Le juge Brett Kavanaugh était d’accord avec la décision de laisser la loi en place, mais il a suggéré que «la loi du Mississippi est probablement inconstitutionnelle».

L’ordonnance de jeudi est venue dans un différend sur une loi du Mississippi connue sous le nom de projet de loi 1126 de la Chambre. Amis en 2024 après qu’un adolescent du Mississippi est devenu la victime de la sextorsion sur Instagram et est décédé par suicide, la loi oblige les jeunes à obtenir le consentement de leurs parents avant de pouvoir créer des comptes sociaux. De leur côté, les sites des médias sociaux doivent vérifier l’âge de leurs utilisateurs et faire des efforts pour protéger les jeunes contre le fait d’être exposé à un matériel nocif. Si les sites ne sont pas conformes à ces exigences, ils peuvent être confrontés à des sanctions civiles pouvant atteindre 10 000 $ par violation et aux sanctions pénales.
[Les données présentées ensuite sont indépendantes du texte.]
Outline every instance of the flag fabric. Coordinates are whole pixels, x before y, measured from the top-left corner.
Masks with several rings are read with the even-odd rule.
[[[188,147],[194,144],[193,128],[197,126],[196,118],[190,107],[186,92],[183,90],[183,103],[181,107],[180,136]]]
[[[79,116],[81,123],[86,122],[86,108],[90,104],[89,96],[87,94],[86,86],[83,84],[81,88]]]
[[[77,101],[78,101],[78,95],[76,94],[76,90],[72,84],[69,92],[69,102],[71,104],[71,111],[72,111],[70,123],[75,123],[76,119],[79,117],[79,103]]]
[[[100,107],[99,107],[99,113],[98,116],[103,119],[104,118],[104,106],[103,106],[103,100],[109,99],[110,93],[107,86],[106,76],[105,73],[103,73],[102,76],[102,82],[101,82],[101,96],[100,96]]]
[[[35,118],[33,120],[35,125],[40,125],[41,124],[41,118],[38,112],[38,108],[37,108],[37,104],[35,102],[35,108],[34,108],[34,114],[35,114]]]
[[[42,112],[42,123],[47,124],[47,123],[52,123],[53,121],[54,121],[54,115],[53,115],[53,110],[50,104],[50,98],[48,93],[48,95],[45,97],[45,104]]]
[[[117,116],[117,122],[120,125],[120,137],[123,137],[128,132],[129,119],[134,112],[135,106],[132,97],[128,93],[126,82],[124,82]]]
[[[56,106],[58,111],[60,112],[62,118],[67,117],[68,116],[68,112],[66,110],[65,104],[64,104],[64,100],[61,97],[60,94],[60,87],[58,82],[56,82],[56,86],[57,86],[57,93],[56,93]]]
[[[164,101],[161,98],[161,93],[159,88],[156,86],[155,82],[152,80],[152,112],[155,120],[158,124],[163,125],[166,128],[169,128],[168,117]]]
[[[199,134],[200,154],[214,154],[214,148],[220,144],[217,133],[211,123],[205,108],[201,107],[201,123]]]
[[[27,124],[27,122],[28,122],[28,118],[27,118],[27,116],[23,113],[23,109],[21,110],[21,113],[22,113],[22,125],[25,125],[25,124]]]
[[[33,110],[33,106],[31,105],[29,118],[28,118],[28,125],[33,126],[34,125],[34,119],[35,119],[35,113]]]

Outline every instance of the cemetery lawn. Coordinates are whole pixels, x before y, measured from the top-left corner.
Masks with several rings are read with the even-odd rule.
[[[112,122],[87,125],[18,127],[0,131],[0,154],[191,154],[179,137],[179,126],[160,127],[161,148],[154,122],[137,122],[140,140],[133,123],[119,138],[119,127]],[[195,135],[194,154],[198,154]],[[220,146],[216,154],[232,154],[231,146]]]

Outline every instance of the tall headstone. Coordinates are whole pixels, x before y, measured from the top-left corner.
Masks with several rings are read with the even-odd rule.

Netchoice, un groupe de l’industrie technologique qui représente des sociétés sociales comme YouTube et Meta (qui possède Facebook et Instagram) ainsi que des géants des ventes sur Internet comme Amazon et Airbnb, sont allés devant le tribunal fédéral du Mississippi, arguant que la loi viole le premier amendement.

Le juge de district américain Halil Suleyman Ozerden a accepté et a rendu une ordonnance qui a temporairement interdit à l’État de faire respecter les restrictions contre plusieurs membres de Netchoice. Bien qu’Ozerden ait reconnu que l’État peut avoir un «intérêt convaincant à sauvegarder le bien-être physique et psychologique des mineurs en ligne», il a déclaré que la loi se déroule probablement encore sur le premier amendement parce qu’elle interdit aux jeunes d’atteindre l’accès aux médias sociaux, sauf s’ils peuvent obtenir le consentement de leurs parents, alors qu’il pourrait atteindre l’objectif de l’État avec une solution moins restrictive. «Netchoice», a-t-il écrit «a présenté des preuves que les parents et les tuteurs des mineurs ont déjà de nombreux outils à leur disposition pour surveiller et contrôler l’accès en ligne de leurs enfants.»
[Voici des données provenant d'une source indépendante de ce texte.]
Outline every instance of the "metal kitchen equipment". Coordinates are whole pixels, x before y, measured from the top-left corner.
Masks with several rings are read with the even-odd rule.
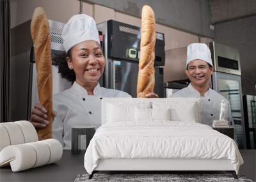
[[[103,86],[125,91],[136,97],[138,63],[140,56],[140,28],[113,20],[97,24],[102,33],[102,45],[106,59],[102,77]],[[156,84],[154,92],[164,97],[163,68],[164,36],[156,33]]]
[[[230,103],[239,148],[246,148],[244,110],[242,98],[239,52],[216,42],[209,44],[214,66],[212,87]]]
[[[33,43],[30,33],[31,20],[11,30],[10,120],[28,120],[31,108],[38,102]],[[49,20],[52,57],[62,54],[61,32],[64,24]],[[60,93],[71,86],[61,78],[52,63],[52,93]]]

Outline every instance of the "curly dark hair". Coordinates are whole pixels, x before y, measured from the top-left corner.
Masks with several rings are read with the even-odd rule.
[[[71,57],[71,49],[66,53],[63,52],[61,54],[58,54],[52,57],[54,64],[58,67],[58,72],[60,73],[61,77],[66,79],[71,82],[73,84],[76,80],[76,74],[73,70],[68,68],[68,63],[67,63],[67,57]]]

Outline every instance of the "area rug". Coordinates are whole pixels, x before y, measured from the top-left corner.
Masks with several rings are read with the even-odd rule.
[[[88,176],[89,174],[79,174],[75,182],[253,182],[251,179],[246,179],[244,176],[238,176],[238,179],[236,179],[230,174],[95,174],[91,179],[88,179]]]

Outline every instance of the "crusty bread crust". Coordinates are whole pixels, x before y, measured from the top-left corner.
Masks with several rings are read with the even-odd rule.
[[[52,86],[51,34],[48,20],[41,7],[34,11],[31,33],[34,42],[39,101],[47,110],[47,120],[50,123],[45,127],[37,129],[39,140],[43,140],[52,137]]]
[[[147,5],[142,8],[140,57],[138,75],[137,97],[154,92],[155,85],[156,20],[153,10]]]

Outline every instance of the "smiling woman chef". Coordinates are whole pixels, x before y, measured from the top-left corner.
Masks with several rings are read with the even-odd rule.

Le Mississippi s’est rendu à la Cour d’appel américaine pour le 5e circuit, qui, dans une brève ordonnance, le 17 juillet, a accepté de suspendre temporairement l’ordonnance d’Ozerden pendant que l’État appelle.

Netchoice est ensuite venu à la Cour suprême le 21 juillet, demandant aux juges d’intervenir. Il a déclaré au tribunal que «le Mississippi ne devrait pas être autorisé à transformer Internet avant même qu’un juge n’ait expliqué pourquoi les efforts du Mississippi pour étouffer l’accès des utilisateurs à l’expression protégée se contentent de la première amendement et pourquoi le consensus judiciaire» entre les cours.

Dans sa réponse, déposée le 30 juillet, le procureur général du Mississippi, Lynn Fitch, a exhorté le tribunal à permettre à l’État de faire respecter les restrictions pendant que le litige avance. Bien que la loi soit en vigueur pour d’autres sites de médias sociaux depuis plus d’un an, a écrit Fitch, Netchoice «n’a identifié personne avec une plainte concernant l’accès à n’importe quelle plate-forme, une instance d’une plate-forme censurant le discours ou toute plate-forme qui a fermé ou a eu du mal à se conformer à» les restrictions.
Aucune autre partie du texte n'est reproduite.